Antalya, destinasyon olarak mas turizmde markalığını tüm Akdenizde kıyısı bulunan ülkelere yılların verdiği mücadele ile zorlanmayla bile olsa, kabul ettirmenin huzuru ile yoluna devam etmektedir.
Petrol fiyat artışlarının ulaşıma getirdiği külfet yüzünden fiyatlarını arttırmak yerine, bu yıldan itibaren herşey dahil sisteminden kısmen vazgeçmeyi seçen, Akdenizde ki rakip ülkeler, bu yüzden Antalya’yanın taleb artışına istemeyerekte olsa bu yıl müsbet katkıda bulunmuşlardır.
Haziran ayı boyu devam edecek olan Euro 2008 Avrupa Futbol şampiyonası tabiiki her ülke gibi Türkiye ve Antalya turizmini de çok olmasa bile olumsuz olarak etkileyecektir. Antalya bölgesinde şimdiye kadar görülen yüzde 20’lere varan turist artışı bu ay biraz duraklama aşamasına geçmesine rağmen, sonraki aylarda trend tekrar tırmanışa geçecektir.
Bu yıldan başlamak üzere gelecek yıllara da yansıyacak olan, yüksek sezondaki yerli turist tatil kontenjan talepleri ise hali ile aşağılara çekilecektir. Buna da sebeb Antalya’da önceliğin dış piyasanın şartlarını yerine getirmek zorunda olduğunu hepimiz yıllardır izlemekteyiz.
İşte bu nedenle bu uygulamadan da yıllardır çok büyük rahatsızlık duyan yerli tatilci ise kendisine yeni tatil destinasyonları üretmek zorunda kalacaktır.

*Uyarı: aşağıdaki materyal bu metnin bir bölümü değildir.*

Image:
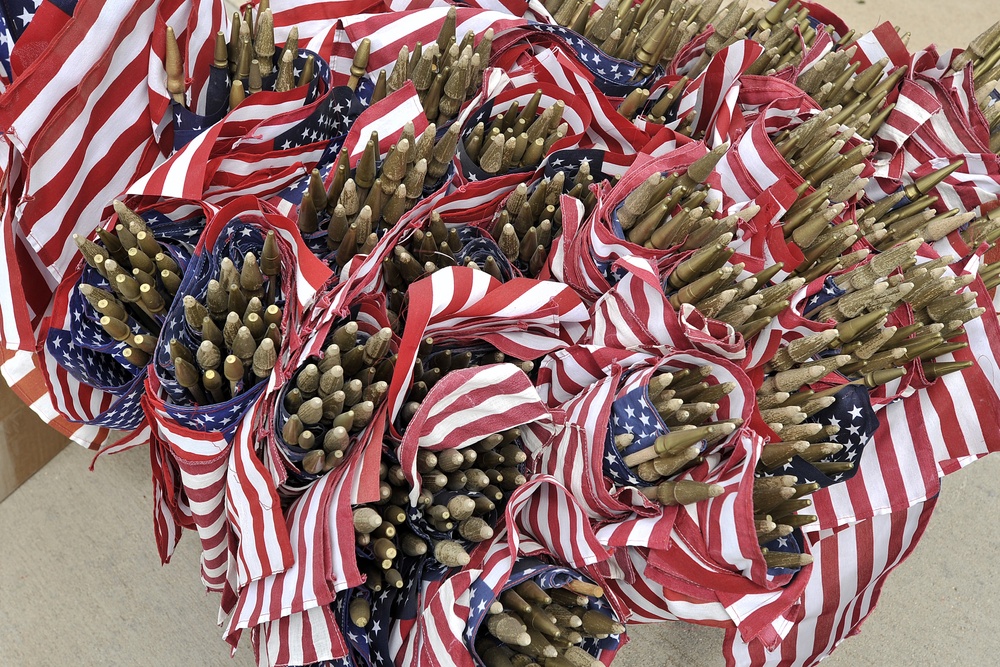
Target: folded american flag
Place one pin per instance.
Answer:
(742, 422)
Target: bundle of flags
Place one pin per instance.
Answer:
(469, 335)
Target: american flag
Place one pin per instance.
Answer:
(850, 565)
(523, 318)
(851, 411)
(278, 544)
(711, 96)
(460, 600)
(612, 76)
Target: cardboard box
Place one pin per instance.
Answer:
(26, 442)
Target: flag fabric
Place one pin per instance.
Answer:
(850, 567)
(564, 350)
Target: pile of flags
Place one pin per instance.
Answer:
(471, 334)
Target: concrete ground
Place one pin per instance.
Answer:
(80, 582)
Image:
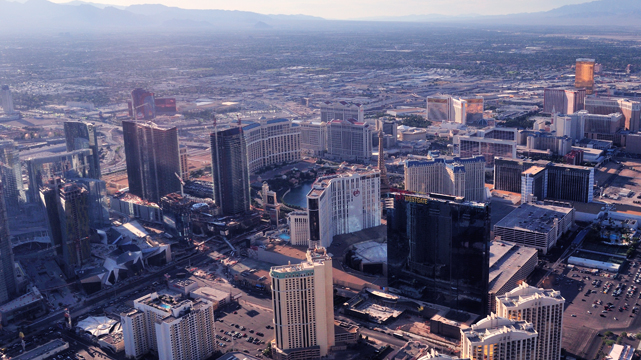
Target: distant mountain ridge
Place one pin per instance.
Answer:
(34, 15)
(77, 15)
(595, 13)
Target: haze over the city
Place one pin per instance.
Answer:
(356, 9)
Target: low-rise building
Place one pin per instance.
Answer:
(497, 338)
(217, 297)
(510, 265)
(536, 225)
(44, 351)
(464, 177)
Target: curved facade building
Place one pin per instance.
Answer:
(271, 142)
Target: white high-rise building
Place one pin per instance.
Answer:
(461, 110)
(298, 228)
(313, 137)
(497, 338)
(6, 100)
(169, 326)
(302, 298)
(341, 110)
(349, 140)
(344, 203)
(541, 307)
(447, 175)
(271, 142)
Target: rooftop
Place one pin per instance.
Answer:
(314, 257)
(506, 260)
(494, 325)
(211, 293)
(42, 350)
(534, 217)
(525, 293)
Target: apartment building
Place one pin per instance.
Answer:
(302, 298)
(543, 308)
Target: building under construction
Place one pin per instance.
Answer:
(68, 216)
(153, 159)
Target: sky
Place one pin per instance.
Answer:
(354, 9)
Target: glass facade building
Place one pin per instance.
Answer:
(438, 249)
(230, 171)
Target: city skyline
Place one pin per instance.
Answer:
(358, 9)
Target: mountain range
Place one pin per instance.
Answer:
(42, 15)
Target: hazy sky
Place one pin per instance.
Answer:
(349, 9)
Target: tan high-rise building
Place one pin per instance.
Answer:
(630, 109)
(563, 101)
(585, 75)
(497, 338)
(302, 297)
(541, 307)
(171, 327)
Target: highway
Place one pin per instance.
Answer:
(576, 243)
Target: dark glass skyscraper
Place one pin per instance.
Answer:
(7, 267)
(230, 170)
(438, 250)
(153, 159)
(81, 135)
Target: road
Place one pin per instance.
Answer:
(576, 243)
(107, 295)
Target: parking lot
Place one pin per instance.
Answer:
(244, 327)
(589, 310)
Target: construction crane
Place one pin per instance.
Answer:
(218, 198)
(182, 184)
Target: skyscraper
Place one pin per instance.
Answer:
(82, 135)
(11, 173)
(446, 175)
(563, 101)
(381, 164)
(153, 159)
(172, 327)
(302, 298)
(341, 110)
(7, 265)
(349, 140)
(438, 250)
(631, 110)
(67, 165)
(230, 170)
(6, 100)
(462, 110)
(584, 78)
(143, 105)
(74, 223)
(541, 307)
(497, 338)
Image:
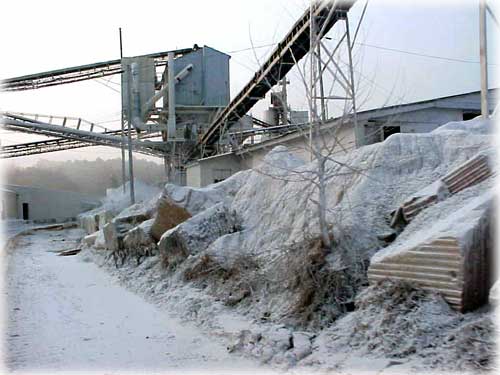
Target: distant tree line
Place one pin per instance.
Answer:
(83, 176)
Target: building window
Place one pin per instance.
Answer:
(221, 174)
(389, 130)
(469, 115)
(26, 215)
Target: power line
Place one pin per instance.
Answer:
(420, 54)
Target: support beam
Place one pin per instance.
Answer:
(483, 57)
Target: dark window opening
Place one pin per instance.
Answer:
(469, 115)
(390, 130)
(26, 215)
(221, 174)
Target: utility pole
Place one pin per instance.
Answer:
(357, 130)
(321, 86)
(124, 173)
(284, 101)
(130, 155)
(483, 57)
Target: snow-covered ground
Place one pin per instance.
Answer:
(66, 314)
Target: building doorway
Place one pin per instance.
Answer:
(26, 212)
(389, 130)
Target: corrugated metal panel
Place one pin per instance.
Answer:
(436, 265)
(470, 173)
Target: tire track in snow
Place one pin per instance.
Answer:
(64, 314)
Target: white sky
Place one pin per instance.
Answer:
(44, 35)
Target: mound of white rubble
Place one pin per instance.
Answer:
(250, 243)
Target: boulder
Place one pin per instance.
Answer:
(197, 233)
(113, 235)
(95, 219)
(100, 241)
(179, 203)
(169, 215)
(494, 295)
(139, 236)
(137, 213)
(90, 239)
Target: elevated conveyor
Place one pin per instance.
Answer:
(294, 46)
(78, 73)
(22, 123)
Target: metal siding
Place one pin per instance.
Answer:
(216, 78)
(189, 91)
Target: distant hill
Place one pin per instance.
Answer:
(89, 177)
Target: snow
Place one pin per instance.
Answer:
(196, 200)
(477, 125)
(197, 233)
(116, 200)
(66, 314)
(244, 287)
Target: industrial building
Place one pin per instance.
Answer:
(376, 125)
(43, 205)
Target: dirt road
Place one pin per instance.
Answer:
(65, 315)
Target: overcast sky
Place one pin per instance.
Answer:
(44, 35)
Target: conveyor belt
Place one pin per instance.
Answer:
(78, 73)
(289, 51)
(107, 138)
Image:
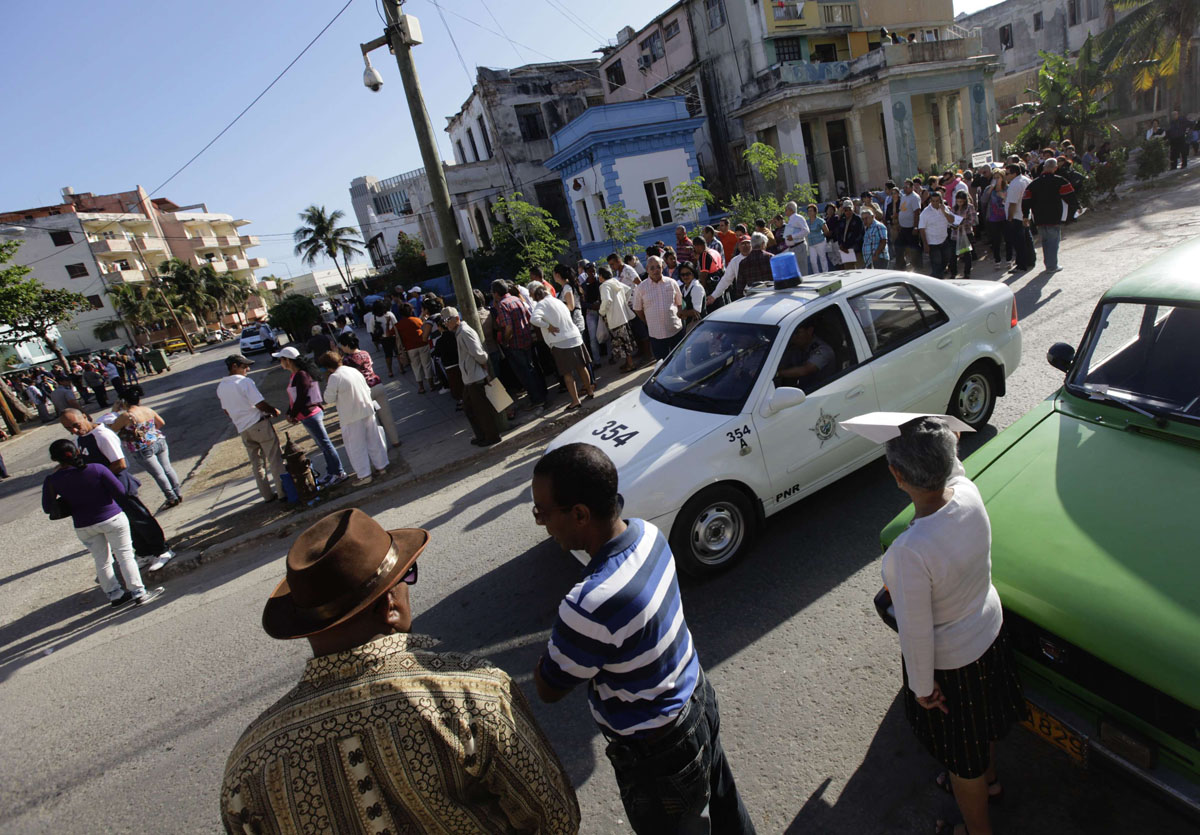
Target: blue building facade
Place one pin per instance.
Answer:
(633, 154)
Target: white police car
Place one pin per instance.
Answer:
(741, 420)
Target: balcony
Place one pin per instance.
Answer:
(106, 245)
(126, 276)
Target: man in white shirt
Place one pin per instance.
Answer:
(1017, 230)
(935, 233)
(796, 230)
(251, 416)
(473, 367)
(907, 241)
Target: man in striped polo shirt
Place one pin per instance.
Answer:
(622, 629)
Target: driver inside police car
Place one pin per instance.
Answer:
(805, 358)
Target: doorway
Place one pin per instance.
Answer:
(839, 156)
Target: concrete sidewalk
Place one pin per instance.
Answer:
(227, 514)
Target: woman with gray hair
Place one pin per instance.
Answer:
(961, 692)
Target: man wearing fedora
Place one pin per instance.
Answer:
(382, 733)
(251, 415)
(622, 631)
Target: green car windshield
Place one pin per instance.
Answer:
(1143, 355)
(714, 368)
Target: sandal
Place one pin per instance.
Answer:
(943, 782)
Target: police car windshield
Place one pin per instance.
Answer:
(714, 368)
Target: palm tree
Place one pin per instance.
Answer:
(1153, 40)
(321, 235)
(187, 286)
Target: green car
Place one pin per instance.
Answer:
(1095, 505)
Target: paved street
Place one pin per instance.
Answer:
(121, 724)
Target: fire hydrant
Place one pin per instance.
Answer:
(299, 472)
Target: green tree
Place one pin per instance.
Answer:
(295, 314)
(319, 235)
(1152, 160)
(621, 227)
(1152, 41)
(529, 233)
(1071, 100)
(28, 308)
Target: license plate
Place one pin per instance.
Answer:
(1056, 733)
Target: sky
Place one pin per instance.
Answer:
(123, 92)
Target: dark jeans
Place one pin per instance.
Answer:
(521, 362)
(1179, 148)
(996, 239)
(940, 256)
(681, 781)
(1021, 240)
(479, 412)
(660, 348)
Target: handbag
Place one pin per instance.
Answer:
(886, 610)
(497, 395)
(61, 510)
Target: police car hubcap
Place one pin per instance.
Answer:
(973, 397)
(717, 533)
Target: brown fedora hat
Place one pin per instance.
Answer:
(337, 568)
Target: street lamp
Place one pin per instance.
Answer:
(402, 34)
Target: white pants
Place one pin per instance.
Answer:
(423, 364)
(364, 445)
(819, 259)
(106, 539)
(379, 395)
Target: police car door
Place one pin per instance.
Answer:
(803, 446)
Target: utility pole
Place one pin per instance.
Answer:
(402, 34)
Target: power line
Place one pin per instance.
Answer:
(234, 121)
(497, 22)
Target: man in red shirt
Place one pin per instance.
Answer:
(515, 335)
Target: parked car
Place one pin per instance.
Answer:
(717, 439)
(1092, 498)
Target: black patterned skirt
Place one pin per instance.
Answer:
(984, 700)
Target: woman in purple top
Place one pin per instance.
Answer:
(89, 492)
(304, 408)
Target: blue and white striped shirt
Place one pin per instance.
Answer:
(622, 629)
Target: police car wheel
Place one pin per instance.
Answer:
(975, 395)
(711, 530)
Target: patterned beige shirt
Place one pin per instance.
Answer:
(390, 738)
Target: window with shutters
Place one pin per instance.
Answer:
(715, 10)
(658, 196)
(789, 49)
(616, 76)
(531, 122)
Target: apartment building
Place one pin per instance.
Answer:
(501, 139)
(1017, 30)
(89, 242)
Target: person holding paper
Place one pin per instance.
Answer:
(936, 222)
(473, 367)
(961, 691)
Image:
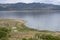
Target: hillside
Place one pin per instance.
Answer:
(19, 31)
(30, 6)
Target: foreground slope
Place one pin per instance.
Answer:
(19, 30)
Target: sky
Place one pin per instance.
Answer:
(30, 1)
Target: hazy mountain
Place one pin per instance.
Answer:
(24, 6)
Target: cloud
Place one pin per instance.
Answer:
(30, 1)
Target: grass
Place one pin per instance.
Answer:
(20, 32)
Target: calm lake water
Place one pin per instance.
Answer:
(37, 20)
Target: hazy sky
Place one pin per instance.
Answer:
(30, 1)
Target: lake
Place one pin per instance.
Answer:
(37, 20)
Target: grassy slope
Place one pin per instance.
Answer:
(20, 30)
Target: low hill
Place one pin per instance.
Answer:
(19, 31)
(30, 6)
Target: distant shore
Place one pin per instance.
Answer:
(30, 11)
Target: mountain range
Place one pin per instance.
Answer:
(29, 6)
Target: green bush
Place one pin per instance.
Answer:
(4, 33)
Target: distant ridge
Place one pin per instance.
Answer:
(29, 6)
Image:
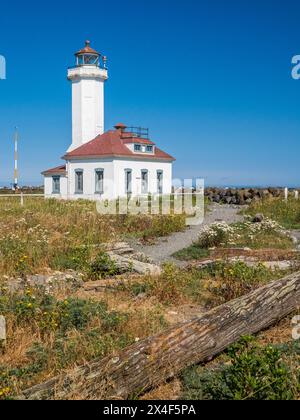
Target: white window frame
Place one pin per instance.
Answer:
(160, 181)
(99, 190)
(145, 183)
(77, 172)
(127, 173)
(54, 189)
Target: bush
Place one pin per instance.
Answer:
(102, 267)
(219, 233)
(253, 372)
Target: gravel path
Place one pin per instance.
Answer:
(165, 247)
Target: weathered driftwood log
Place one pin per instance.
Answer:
(127, 263)
(155, 359)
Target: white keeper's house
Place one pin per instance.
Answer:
(99, 164)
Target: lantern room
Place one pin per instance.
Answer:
(89, 57)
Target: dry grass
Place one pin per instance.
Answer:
(65, 234)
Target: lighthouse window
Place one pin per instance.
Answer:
(99, 181)
(55, 184)
(137, 148)
(128, 181)
(160, 182)
(79, 181)
(144, 178)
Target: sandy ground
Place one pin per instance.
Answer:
(164, 248)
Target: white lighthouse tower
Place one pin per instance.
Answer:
(87, 77)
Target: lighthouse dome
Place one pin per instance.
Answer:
(87, 56)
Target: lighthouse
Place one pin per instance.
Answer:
(120, 162)
(87, 77)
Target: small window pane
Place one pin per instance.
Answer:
(79, 182)
(160, 182)
(144, 182)
(99, 181)
(128, 182)
(56, 184)
(137, 147)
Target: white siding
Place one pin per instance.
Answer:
(48, 185)
(114, 178)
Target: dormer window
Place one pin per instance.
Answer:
(137, 148)
(149, 149)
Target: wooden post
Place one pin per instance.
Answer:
(2, 331)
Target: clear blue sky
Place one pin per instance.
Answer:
(211, 79)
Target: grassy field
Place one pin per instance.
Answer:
(268, 234)
(63, 235)
(287, 213)
(50, 331)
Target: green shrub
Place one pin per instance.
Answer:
(102, 267)
(71, 259)
(193, 252)
(252, 372)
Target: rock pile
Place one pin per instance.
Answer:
(242, 196)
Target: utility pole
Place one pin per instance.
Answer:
(16, 175)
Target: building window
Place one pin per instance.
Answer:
(144, 178)
(56, 185)
(137, 148)
(99, 178)
(128, 181)
(79, 181)
(160, 182)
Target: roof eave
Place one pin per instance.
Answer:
(138, 157)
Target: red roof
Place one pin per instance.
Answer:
(113, 144)
(58, 170)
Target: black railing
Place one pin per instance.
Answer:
(138, 131)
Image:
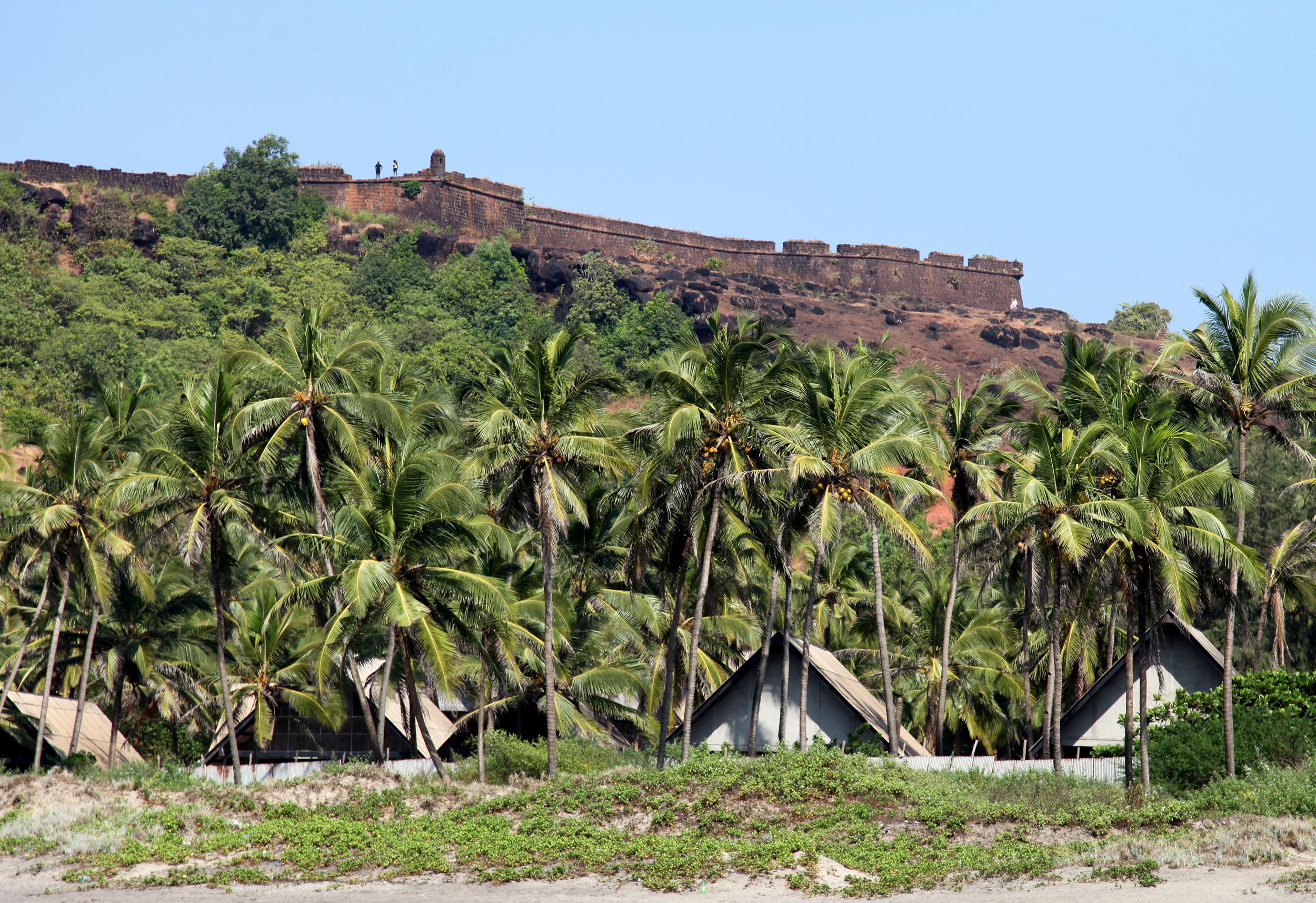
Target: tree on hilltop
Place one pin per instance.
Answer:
(253, 199)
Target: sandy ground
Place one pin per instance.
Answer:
(1197, 885)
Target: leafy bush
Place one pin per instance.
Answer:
(1277, 693)
(595, 296)
(253, 199)
(507, 756)
(641, 333)
(1274, 725)
(1189, 753)
(1143, 319)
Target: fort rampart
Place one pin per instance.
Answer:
(480, 209)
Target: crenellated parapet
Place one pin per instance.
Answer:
(481, 209)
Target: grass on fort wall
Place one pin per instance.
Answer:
(889, 827)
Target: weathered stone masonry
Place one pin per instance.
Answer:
(478, 209)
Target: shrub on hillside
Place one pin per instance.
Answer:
(1144, 319)
(1278, 693)
(1274, 725)
(595, 296)
(253, 199)
(1190, 753)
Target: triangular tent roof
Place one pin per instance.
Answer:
(59, 727)
(830, 669)
(441, 728)
(1172, 620)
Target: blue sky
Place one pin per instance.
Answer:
(1123, 152)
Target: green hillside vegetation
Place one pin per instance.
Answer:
(243, 252)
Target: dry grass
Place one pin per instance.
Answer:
(1236, 841)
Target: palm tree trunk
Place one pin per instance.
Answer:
(480, 725)
(117, 712)
(325, 527)
(27, 638)
(82, 680)
(364, 702)
(806, 638)
(382, 704)
(1051, 699)
(1143, 690)
(222, 657)
(1278, 641)
(786, 647)
(314, 465)
(883, 653)
(1028, 652)
(945, 632)
(410, 678)
(762, 665)
(1057, 752)
(1110, 628)
(51, 665)
(1232, 604)
(1262, 612)
(548, 532)
(704, 569)
(669, 677)
(1128, 690)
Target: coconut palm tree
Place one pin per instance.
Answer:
(1256, 368)
(151, 640)
(64, 507)
(856, 425)
(314, 385)
(129, 414)
(195, 480)
(1290, 582)
(541, 430)
(720, 395)
(1059, 493)
(274, 646)
(1174, 522)
(981, 649)
(410, 515)
(974, 427)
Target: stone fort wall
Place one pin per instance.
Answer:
(480, 209)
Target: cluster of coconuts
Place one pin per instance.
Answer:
(544, 451)
(843, 490)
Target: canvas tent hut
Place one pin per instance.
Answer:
(19, 732)
(1178, 656)
(299, 739)
(840, 706)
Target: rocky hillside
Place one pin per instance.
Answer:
(961, 341)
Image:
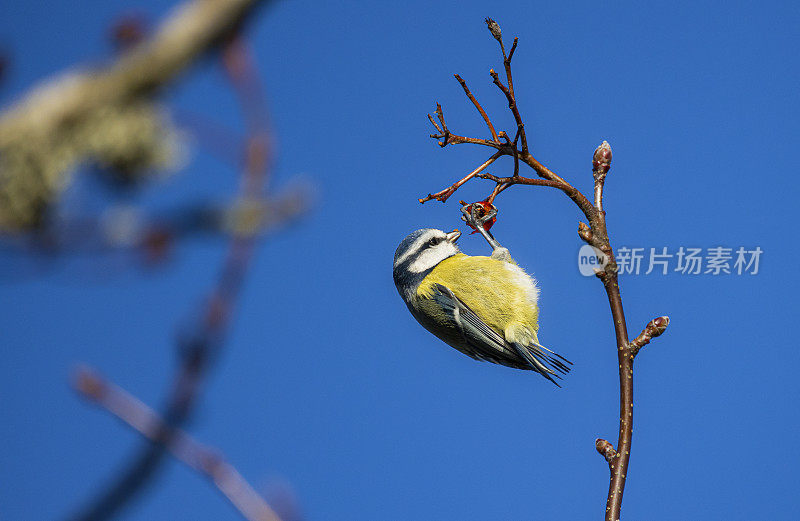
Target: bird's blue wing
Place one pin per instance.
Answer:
(487, 344)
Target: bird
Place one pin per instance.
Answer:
(485, 307)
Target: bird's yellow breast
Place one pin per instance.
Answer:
(499, 292)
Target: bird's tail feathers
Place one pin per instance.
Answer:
(544, 361)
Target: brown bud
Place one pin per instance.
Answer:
(494, 29)
(657, 326)
(584, 232)
(601, 161)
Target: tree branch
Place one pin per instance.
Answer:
(197, 456)
(477, 106)
(594, 233)
(199, 347)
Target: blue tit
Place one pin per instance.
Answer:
(486, 307)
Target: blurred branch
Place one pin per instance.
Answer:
(199, 348)
(595, 234)
(199, 457)
(105, 114)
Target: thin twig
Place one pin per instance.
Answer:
(447, 192)
(447, 138)
(594, 233)
(197, 456)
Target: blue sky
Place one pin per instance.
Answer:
(327, 384)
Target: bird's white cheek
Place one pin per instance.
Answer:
(431, 257)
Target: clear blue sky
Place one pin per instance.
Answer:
(328, 384)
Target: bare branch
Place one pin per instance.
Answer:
(477, 106)
(199, 347)
(199, 457)
(594, 233)
(447, 138)
(447, 192)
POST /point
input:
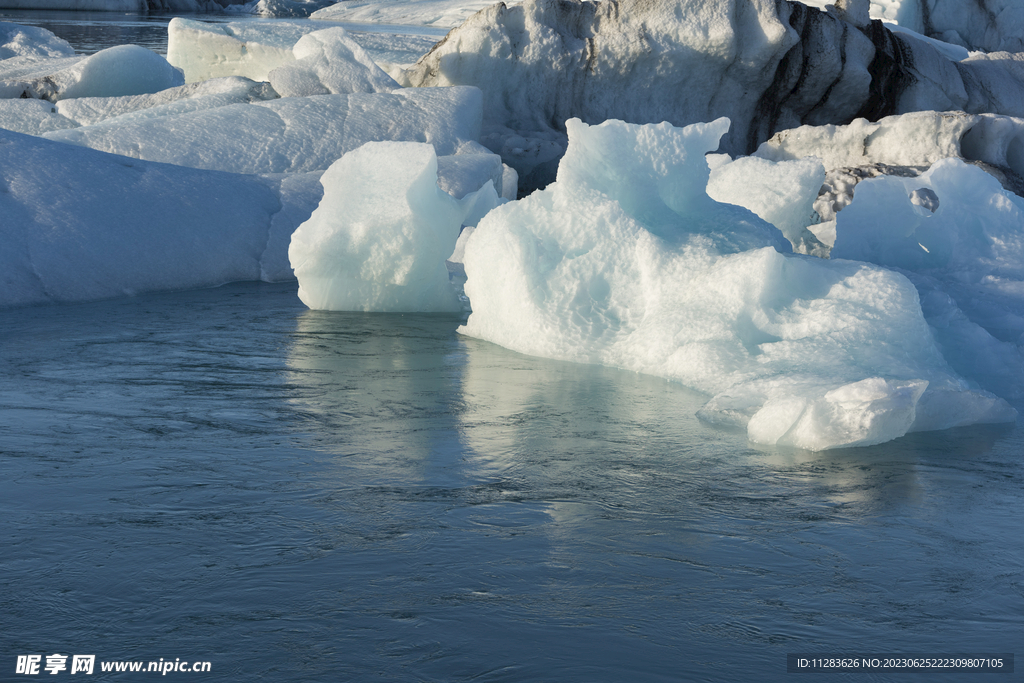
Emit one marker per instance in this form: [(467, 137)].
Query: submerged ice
[(606, 266)]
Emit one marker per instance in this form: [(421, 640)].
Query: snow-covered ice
[(379, 239), (292, 134), (440, 13), (31, 43), (124, 70), (33, 117), (79, 224), (626, 261), (252, 49), (181, 99), (329, 61)]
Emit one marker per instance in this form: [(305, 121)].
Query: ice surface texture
[(125, 70), (767, 66), (292, 134), (380, 237), (329, 61), (607, 266), (80, 224), (251, 49)]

İşte burada bilhassa ulaşım ambargoları yüzünden direk olarak dünya tatil pazarına açılamayan ama son yıllardaki Türk yatırımcısının turistik yatırımları ile popüler hale gelen Kuzey Kıbrıs tam iç pazar için biçilmiş kaftan görünmektedir.
Yöresel yemeklerin sunduğu damak zevki, yüzyıllık kültür mirasları, Carettalı uçsuz bucaksız sarı kum taneli kumsalları, gecenin karanlığından sabahın ilk ışıklarına varan eğlence mekanları ve casinoları ile tam bir tatil ve huzur adası olan, Gerçek Akdeniz Riviera’sı Kuzey Kıbrıs, her yönü ile Türk insanının en az birkaç defa görmesi ve tatil yapması gereken bir cennet yöredir.
Türkiye’nin yedi uçuş noktasından bir saatlik mesafedeki uzaklığa sahip Kuzey Kıbrıs, kendi hava yolu haricinde özel hava yolu şirketleri ile de bu ulaşıma gün boyu sahiptir.
Yıllardır Türk insanının yurt dışına bıraktığı yüzbinlerce Avro tatil kaynağını gelin 2008 ve 2009 ‘da Kuzey Kıbrıs ekonomisine katkı olarak bırakalım.
Gelin tatilimizi, Kıbrıs halkının misafir perverliğinde aynı lisanı konuşulduğu aynı para biriminin harcandığı, vize harcı gerektirmeyen, pasaportsuz giriş yapılan bu yavru vatan da gönül ferahlığı ile biz bize geçirelim.